Curve fitting, part 2: Quality control the dumb way


When you're fitting a curve to data, it's important to know not just which curve fits the data most closely, but also how well the data constrains the curve, and how good a fit the curve actually is. This is plainly impossible if you don't know how good your data is, and estimating the uncertainties on experimental data is often very difficult, but I'm going to assume for the moment that you have done that. The problem now is to understand the statistics of the fitting process. For the moment, I'm going to continue using the simple linear least-squares example I introduced in part 1.

In part 1, we found the parameters that minimized the sum of squares of differences between the data and our model. Now let's ask how close we can expect those parameters to be to the true parameters. There are statistics to do this quickly and conveniently, but for the moment I'm going to use the "everything looks like a nail" approach of direct simulation: I'll generate, say, 1000 fake data sets, and I'll fit a model to each one, and I'll record the parameters. Then I'll look at the distribution of these fitted parameters. (A brief aside: if you don't care about the details, just read right past these blocks of code. The text should be reasonably clear without them.)

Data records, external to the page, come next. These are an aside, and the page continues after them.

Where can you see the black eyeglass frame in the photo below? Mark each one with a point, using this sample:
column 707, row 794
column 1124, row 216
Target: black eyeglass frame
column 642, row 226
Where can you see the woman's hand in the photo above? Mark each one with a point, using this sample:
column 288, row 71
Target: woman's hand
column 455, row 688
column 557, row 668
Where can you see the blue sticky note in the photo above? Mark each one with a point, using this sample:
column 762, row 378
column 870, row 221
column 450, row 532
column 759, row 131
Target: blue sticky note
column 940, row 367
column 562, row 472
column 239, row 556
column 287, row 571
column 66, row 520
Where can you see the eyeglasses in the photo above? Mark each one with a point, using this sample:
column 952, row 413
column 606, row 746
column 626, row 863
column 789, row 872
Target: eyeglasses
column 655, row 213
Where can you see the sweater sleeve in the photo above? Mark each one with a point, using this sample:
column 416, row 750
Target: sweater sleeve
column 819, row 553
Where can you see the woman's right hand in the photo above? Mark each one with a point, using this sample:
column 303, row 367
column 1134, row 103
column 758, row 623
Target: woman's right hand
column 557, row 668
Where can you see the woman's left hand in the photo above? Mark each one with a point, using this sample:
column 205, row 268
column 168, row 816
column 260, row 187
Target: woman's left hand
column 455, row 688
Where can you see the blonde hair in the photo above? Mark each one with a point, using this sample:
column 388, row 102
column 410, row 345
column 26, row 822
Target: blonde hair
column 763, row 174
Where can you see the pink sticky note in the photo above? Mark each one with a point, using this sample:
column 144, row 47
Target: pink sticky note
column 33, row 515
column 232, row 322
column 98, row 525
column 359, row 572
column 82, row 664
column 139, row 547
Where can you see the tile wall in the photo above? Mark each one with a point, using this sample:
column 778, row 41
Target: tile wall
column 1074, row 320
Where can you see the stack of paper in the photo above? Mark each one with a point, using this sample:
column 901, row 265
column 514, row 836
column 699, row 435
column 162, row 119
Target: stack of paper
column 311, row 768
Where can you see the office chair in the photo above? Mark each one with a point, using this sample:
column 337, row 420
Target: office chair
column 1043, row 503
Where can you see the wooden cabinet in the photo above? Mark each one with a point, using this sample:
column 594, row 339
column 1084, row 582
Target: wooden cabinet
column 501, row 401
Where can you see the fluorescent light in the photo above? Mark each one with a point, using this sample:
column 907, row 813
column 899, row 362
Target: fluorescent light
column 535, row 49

def fit_many_parameters(model, parameters, fit_function, n):
result = np.zeros((n,len(parameters)))
for i in range(n):
fake_data = model.generate(parameters)
result[i] = fit_function(model, fake_data)

return result


Since in general we don't have access to the true model that generated our real data, I'm going to do this starting from our best-fit model. This is making the assumption that the errors in our fitting procedure are the same around the best-fit model are the same as the errors around the true model. Since we are doing linear fitting, this is exactly true, but in general it is only approximately true. But the degree to which it can be wrong is basically the degree to which your best-fit function differs from the true one, so it shouldn't be a problem unless you have a horrible fit. In this case you'll have to be more clever.

def plot_many_parameters(model, true_parameters):
data = model.generate(true_parameters)

fit_parameters = fit_linear_least_squares(model, data)

varied_parameters = fit_many_parameters(model, fit_parameters,
fit_linear_least_squares, 200)

plt.figure()
plt.plot(varied_parameters[:,0], varied_parameters[:,1],
".", label="simulated")

plt.errorbar([fit_parameters[0]],[fit_parameters[1]],
xerr=np.std(varied_parameters[:,0]),
yerr=np.std(varied_parameters[:,1]),
fmt="+", label="fit")
plt.plot([true_parameters[0]],[true_parameters[1]],"^", label="true")

plt.legend(loc="best")

def demo_least_squares_uncertainties():
true_parameters = np.array([2.,-1.])
n = 10
uncertainty = 0.1
model = SinCosModel(n,uncertainty)
plot_many_parameters(model, true_parameters, n, uncertainty)
plt.title("Fitted parameters to a sin/cos model")
plt.savefig("monte-carlo-errors-1.png")


The result:


You get a cloud of values, with the true value not in the center, but not too far out. It's tempting (and not totally unreasonable) to simply write down the standard deviations of each parameter as the uncertainties. But we were lucky. Let's try writing the model a little differently and running it again:

class CovariantSinusoidModel(SinCosModel):

def predicted_values(self, parameters):
a, b = parameters
xs = np.arange(self.n)/float(self.n)
return a*np.sin(2*np.pi*xs) + b*np.sin(2*np.pi*xs+0.1)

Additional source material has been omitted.